I featured Page Bradley here back in 2011 when she landed on a list of "breakthrough artists".  Last week I stumbled across another work of hers on an art blog and decided to check back with her web site to see what she has been doing. (Balance)


I found that she has been continuing along the same lines she had laid out in 2004 to 2011, focusing on human figures that embody a distinct tension:
From the moment we are born, the world tends to have a container already built for us to fit inside: A social security number, a gender, a race,a profession or an I.Q. I ponder if we are more defined by the container we are in, rather than what we are inside. Would we recognize ourselves if we could expand beyond our bodies? Would we still be able to exist if we were authentically ‘un-contained’?
(Blossom)

Bradley has long been fascinated by dance; ballet is after all a nearly perfect metaphor for the tension between order and freedom. Dancers soar, but in ballet their movements are strictly choreographed. (Ballet International)

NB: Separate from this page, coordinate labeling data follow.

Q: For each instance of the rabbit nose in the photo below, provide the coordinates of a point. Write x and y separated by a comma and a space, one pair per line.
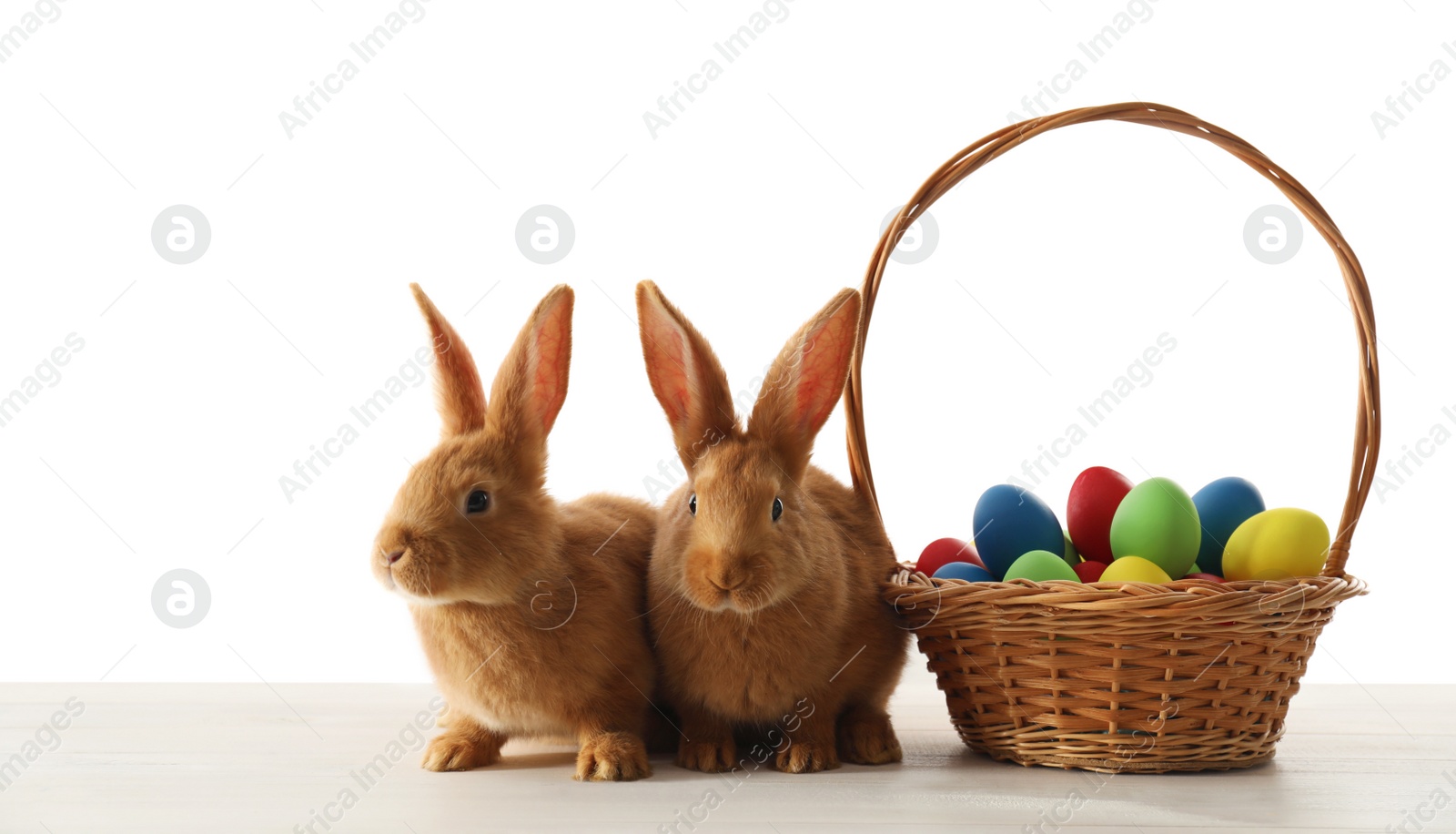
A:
727, 581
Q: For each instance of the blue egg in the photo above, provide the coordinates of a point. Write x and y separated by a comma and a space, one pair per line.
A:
1009, 523
1222, 506
965, 570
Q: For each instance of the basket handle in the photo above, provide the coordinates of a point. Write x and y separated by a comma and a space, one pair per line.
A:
961, 165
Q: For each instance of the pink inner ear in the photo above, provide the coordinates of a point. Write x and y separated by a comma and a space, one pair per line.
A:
822, 371
667, 368
552, 363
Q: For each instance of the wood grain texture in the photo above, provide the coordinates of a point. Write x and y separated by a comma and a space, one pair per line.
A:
160, 758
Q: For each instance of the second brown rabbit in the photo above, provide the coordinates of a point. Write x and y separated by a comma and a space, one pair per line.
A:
763, 584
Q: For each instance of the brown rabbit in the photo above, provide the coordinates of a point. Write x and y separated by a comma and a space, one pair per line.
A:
763, 584
531, 613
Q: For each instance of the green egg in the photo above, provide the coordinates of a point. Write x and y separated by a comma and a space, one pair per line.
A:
1040, 566
1158, 523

Many of her figures have the rough texture of clay models that Rodin pioneered in bronze, and that my eldest son dismissed as "not finished." I don't mind, although in general I prefer the smoother pieces. (Anjali)


She has a whole series of figures like these, bound up in or escaping from mysterious folds of fabric. (Into the Light and Bound for Freedom)


Autumn


And one drawing, of a Bernini bust.

The artist in her studio.

Bradley had made many lovely things, but I think my favorite is still the first one I saw, Expansion.